A few years ago, these might have been showstoppers since some storage controllers may not have been able to keep up with the workload need. Today, though, processors have moved far beyond what they were just a few years ago and these kinds of workloads don’t have the same negative performance impact that they might have once had. In fact, inline deduplication is a cornerstone feature for most of the new storage devices released in the past few years and, while it may introduce some overhead, it’s not that noticeable and provides far more benefits than costs.

Post-process deduplication

As mentioned, inline deduplication imposes the potential for some processing overhead and potential latency. The problem is that the deduplication engine has to run constantly, which means that the system needs to be adequately sized with constant deduplication in mind. Making matters worse, it can be difficult to predict exactly how much processing power will be needed to achieve the deduplication goal. As such, it’s not always possible to perfectly plan overhead requirements.

This is where post-process deduplication comes into play. Whereas inline deduplication processes deduplication entries as the data flows through the storage controllers, post-process deduplication happens on a regular schedule – perhaps overnight. With post-process deduplication, all data is written in its full form – copies and all – and on that regular schedule, the system then goes through and fingerprints all new data and removes multiple copies, replacing them with pointers to the original copy of the data.
Post-process deduplication enables organizations to utilize this data reduction service without having to worry about the constant processing overhead involved with inline deduplication. This process enables organizations to schedule dedupe to take place during off hours.

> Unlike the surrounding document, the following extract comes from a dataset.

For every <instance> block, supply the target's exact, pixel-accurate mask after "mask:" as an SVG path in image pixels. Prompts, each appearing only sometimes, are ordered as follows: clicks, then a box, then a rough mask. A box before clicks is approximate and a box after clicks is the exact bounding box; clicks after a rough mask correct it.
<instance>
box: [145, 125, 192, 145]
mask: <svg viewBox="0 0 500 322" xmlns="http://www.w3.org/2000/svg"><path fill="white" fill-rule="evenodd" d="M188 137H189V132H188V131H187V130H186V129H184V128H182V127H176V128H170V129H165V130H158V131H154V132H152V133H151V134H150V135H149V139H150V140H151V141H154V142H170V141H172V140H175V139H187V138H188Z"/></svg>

The biggest downside to post-process deduplication is the fact that all data is stored fully hydrated – a technical term that means that the data has not been deduplicated – and, as such, requires all of the space that non-deduplicated data needs. It’s only after the scheduled process that the data is shrunk. For those using post-process dedupe, bear in mind that, at least temporarily, you’ll need to plan on having extra capacity.

Summary

Deduplication can have significant benefits when it comes to reducing overall storage costs, but it’s important to understand the two major types of deduplication so that appropriate upfront planning can take place.